I wrote the following code in SML with the NJ Compiler:
fun all_answers (f, xs) =
let
fun aux(accu, xs_left) =
case xs of
[] => SOME accu
| x::xs' => case f(x) of
NONE => NONE
| SOME y => aux(accu@y, xs')
in
aux([], xs)
end
It works well for this tests:
val testAll1 = all_answers ((fn x => if x = 1 then SOME [x] else NONE), []) = SOME []
val testAll2 = all_answers ((fn x => if x = 1 then SOME [x] else NONE), [2,3,4,5,6,7]) = NONE
However, something weird happens with this test:
val testAll3 = all_answers ((fn x => if x = 1 then SOME [x] else NONE), [1]) = SOME [1]
After running the program, the terminal goes on forever.
I defined the tail recursion and used the pattern-match with xs' to reach the tail.
Moreover, I defined the base case to end the recursion so that if xs is [] then the auxiliary function returns SOME accumulator
Can anybody help me?
Thanks in advance.
As @kopecs pointed out, this is caused by case xs of when you want case xs_left of.
Here is a cleaned up (whitespace, naming) version of your function:
fun all_answers (f, ys) =
let
fun aux (accu, xs) =
case xs of
[] => SOME accu
| x::xs' => case f x of
NONE => NONE
| SOME y => aux (accu@y, xs)
in
aux ([], ys)
end
There are at least two things you could do to simplify the way this function is made. (1) Perform the case xs of inside the function pattern rather than in a nested case-of. (2) Remove the inner aux function and simply do the recursion in the outer function, at the expense of some tail-recursion
The first simplification might look like:
fun all_answers2 (f, ys) =
let
fun aux (accu, []) = SOME accu
| aux (accu, x::xs) =
case f x of
NONE => NONE
| SOME y => aux (accu@y, xs)
in
aux ([], ys)
end
And the second might look like:
fun all_answers' (f, []) = SOME []
| all_answers' (f, x::xs) =
case f x of
NONE => NONE
| SOME ys => case all_answers' (f, xs) of
NONE => NONE
| SOME result => SOME (ys @ result)
This shows a pattern: Whenever you have
case f x of
NONE => NONE
| SOME y => case g y of
NONE => NONE
| SOME z => ...
then you have a programming pattern that could be abstracted out with a function.

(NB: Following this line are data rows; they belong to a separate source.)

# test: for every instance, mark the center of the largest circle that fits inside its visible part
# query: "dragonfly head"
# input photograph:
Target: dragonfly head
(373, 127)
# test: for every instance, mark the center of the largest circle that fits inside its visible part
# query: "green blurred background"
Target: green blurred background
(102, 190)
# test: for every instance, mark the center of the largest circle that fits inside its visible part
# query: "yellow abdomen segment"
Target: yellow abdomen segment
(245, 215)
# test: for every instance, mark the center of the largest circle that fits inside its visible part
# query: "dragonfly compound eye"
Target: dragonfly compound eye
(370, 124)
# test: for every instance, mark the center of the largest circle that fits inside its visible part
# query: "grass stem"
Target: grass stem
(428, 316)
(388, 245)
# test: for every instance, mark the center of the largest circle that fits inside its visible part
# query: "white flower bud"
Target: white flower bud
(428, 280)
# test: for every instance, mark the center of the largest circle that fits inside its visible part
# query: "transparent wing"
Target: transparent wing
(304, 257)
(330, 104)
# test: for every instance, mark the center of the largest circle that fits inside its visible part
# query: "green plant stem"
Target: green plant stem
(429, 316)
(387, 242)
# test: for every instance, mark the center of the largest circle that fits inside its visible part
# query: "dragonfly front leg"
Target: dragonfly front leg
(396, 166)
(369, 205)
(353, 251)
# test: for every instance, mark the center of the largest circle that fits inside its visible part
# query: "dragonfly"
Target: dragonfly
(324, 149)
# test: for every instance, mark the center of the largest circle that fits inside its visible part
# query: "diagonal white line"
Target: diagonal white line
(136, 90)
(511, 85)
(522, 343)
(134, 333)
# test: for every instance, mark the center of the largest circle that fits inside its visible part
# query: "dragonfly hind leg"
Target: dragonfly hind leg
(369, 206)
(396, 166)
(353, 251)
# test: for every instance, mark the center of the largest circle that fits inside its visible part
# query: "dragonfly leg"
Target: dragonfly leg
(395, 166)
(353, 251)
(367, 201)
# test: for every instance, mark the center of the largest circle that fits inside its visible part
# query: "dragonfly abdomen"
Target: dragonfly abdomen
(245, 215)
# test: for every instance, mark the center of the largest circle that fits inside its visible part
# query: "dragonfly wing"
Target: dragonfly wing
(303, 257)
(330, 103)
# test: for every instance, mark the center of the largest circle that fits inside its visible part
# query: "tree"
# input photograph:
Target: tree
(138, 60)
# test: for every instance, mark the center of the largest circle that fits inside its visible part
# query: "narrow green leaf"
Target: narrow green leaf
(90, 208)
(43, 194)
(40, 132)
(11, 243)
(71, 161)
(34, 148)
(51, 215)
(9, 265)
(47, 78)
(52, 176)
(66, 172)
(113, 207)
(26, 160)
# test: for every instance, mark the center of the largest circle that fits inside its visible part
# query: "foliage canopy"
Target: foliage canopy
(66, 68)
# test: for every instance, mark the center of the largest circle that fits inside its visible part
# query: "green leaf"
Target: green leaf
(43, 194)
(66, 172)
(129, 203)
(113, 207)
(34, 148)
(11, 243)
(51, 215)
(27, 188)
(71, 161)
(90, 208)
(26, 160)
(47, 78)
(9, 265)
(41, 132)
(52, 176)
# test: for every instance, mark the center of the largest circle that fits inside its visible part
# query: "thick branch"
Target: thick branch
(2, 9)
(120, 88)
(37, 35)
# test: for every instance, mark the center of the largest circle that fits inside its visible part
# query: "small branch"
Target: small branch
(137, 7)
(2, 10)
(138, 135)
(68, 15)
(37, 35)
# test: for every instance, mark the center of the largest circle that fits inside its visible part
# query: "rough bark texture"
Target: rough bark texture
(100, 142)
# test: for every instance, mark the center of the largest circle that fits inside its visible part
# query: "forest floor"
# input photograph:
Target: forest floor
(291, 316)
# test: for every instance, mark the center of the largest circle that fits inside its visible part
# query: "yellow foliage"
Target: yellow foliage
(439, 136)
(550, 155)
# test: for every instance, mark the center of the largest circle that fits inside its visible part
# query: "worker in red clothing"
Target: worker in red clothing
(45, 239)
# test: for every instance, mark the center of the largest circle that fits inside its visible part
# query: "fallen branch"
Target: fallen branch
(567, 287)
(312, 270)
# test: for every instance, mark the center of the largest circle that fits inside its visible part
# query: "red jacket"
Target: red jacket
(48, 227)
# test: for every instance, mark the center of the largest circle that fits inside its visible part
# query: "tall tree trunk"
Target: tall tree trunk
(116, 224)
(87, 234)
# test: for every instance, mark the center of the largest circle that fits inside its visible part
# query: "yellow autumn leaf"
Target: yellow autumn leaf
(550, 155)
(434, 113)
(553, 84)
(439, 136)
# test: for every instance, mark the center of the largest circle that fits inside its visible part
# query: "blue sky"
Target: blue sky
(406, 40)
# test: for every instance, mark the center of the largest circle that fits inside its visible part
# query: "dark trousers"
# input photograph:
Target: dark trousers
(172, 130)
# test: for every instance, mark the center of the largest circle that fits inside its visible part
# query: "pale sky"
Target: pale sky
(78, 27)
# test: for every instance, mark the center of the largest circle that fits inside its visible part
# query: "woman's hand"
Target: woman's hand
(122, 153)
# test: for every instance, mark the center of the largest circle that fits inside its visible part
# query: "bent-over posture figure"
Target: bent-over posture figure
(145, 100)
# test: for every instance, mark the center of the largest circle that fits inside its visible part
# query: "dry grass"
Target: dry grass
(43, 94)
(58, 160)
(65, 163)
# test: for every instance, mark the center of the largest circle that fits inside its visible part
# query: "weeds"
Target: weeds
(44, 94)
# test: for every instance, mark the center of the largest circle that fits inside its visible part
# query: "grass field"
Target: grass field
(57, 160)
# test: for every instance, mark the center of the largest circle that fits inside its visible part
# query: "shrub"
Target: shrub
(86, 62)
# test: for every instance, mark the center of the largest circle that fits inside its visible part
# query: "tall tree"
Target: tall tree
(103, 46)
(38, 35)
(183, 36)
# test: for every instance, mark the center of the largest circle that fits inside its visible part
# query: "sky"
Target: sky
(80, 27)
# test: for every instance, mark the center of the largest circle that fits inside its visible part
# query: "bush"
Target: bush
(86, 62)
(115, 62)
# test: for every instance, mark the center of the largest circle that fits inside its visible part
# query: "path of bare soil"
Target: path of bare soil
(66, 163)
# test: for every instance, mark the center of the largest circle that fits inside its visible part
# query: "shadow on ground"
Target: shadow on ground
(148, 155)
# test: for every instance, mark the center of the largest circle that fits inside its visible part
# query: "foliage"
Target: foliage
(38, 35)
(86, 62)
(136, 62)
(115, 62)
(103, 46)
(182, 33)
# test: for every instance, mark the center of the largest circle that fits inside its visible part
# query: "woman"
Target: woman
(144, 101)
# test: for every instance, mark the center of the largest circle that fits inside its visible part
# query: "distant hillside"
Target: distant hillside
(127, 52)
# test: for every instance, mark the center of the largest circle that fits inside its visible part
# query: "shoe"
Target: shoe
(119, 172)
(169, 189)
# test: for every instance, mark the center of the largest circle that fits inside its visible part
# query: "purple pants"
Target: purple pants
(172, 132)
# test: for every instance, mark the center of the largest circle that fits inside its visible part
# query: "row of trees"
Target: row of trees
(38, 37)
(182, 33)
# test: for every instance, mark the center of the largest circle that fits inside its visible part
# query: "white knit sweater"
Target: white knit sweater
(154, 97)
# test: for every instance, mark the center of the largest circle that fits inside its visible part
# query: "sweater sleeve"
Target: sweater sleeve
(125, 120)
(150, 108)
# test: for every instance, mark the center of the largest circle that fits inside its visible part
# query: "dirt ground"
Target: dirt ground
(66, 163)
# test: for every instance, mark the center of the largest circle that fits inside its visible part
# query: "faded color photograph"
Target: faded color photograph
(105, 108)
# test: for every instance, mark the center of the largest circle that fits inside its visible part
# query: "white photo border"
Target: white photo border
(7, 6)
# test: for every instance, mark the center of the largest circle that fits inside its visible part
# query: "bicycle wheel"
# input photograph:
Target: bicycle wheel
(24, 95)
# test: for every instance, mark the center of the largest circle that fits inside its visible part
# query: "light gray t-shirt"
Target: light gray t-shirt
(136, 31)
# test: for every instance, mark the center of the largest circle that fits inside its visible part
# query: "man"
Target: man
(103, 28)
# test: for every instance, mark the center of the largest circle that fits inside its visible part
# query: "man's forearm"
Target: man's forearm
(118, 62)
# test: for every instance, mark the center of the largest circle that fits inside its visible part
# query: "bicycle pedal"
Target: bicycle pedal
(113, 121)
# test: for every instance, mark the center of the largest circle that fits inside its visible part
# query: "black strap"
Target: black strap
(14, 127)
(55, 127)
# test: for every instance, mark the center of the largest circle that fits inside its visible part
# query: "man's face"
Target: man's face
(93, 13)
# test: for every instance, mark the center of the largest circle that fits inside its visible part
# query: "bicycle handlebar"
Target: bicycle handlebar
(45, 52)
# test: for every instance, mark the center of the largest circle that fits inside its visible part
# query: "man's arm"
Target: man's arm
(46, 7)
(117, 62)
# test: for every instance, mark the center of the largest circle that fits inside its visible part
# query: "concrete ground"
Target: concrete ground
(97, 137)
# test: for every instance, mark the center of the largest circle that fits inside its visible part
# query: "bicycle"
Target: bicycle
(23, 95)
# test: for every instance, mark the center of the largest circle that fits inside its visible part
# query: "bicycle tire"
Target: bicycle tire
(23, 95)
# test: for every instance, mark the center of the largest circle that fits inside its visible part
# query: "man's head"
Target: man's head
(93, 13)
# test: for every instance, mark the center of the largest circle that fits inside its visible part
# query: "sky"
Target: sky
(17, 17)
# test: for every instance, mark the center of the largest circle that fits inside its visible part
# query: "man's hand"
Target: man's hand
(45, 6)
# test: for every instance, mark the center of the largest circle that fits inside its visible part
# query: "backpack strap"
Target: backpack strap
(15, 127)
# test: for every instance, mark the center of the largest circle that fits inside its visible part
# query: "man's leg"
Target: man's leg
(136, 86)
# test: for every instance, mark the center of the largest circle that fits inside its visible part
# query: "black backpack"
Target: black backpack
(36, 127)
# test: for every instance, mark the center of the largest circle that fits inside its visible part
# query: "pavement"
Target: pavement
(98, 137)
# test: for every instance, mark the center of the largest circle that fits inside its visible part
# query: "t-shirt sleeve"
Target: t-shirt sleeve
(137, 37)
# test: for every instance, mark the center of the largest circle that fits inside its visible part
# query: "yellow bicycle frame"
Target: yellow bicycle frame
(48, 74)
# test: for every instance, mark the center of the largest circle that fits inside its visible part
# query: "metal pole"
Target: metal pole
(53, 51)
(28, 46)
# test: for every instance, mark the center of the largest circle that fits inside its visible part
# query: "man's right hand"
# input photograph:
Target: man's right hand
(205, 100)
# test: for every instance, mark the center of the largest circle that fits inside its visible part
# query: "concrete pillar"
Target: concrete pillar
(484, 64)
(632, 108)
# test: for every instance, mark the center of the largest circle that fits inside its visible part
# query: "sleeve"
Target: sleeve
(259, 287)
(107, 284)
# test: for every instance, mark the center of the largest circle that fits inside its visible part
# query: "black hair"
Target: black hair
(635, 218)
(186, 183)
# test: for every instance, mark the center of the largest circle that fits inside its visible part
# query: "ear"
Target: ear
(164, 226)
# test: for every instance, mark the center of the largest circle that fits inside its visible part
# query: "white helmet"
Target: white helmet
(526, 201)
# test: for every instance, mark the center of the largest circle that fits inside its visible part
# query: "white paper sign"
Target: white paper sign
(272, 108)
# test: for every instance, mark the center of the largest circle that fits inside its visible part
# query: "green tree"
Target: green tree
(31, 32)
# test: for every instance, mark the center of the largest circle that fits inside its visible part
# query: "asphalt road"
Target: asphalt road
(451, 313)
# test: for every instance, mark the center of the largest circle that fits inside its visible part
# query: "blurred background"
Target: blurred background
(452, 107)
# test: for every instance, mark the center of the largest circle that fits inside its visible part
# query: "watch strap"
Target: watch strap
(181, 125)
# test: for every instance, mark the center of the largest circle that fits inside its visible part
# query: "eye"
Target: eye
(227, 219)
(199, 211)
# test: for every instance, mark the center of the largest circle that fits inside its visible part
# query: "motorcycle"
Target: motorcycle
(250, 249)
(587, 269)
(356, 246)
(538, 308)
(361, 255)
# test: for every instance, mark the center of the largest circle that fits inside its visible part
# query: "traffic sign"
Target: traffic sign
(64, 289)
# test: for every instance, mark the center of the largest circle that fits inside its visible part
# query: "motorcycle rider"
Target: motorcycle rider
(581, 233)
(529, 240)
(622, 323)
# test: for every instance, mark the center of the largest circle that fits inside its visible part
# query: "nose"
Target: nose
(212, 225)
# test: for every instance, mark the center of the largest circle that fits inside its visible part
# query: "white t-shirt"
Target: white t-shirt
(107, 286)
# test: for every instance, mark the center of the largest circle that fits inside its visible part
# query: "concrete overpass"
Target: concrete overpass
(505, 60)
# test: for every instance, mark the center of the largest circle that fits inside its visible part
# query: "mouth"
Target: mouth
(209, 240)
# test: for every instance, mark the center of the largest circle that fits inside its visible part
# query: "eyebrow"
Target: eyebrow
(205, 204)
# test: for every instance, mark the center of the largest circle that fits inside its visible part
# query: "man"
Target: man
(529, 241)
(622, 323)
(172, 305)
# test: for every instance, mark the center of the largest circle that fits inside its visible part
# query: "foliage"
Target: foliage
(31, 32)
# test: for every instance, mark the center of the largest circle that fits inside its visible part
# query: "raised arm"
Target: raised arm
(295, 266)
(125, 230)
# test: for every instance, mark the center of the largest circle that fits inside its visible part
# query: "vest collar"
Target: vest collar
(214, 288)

There is already a standard library function that is made for this called Option.map, so you could write:
fun all_answers3 (f, ys) =
let
fun aux (accu, []) = SOME accu
| aux (accu, x::xs) =
Option.map (fn y => aux (accu@y, xs))
(f x)
in
aux ([], ys)
end
Try and play around with this function in the REPL:
- Option.map (fn y => y + 2) NONE;
> val it = NONE : int option
- Option.map (fn y => y + 2) (SOME 2);
> val it = SOME 4 : int option
Taking this in another direction, rather than an inner function:
(* Alternative to Option.map: *)
fun for NONE _ = NONE
| for (SOME x) f = f x
(* Equivalent to Option.mapPartial with "flipped" arguments: *)
fun for opt f = Option.mapPartial f opt
fun all_answers'' (f, []) = SOME []
| all_answers'' (f, x::xs) =
for (f x) (fn ys =>
for (all_answers'' (f, xs)) (fn result =>
SOME (ys @ result)))
This style is more Haskell-like because it follows a monadic design pattern.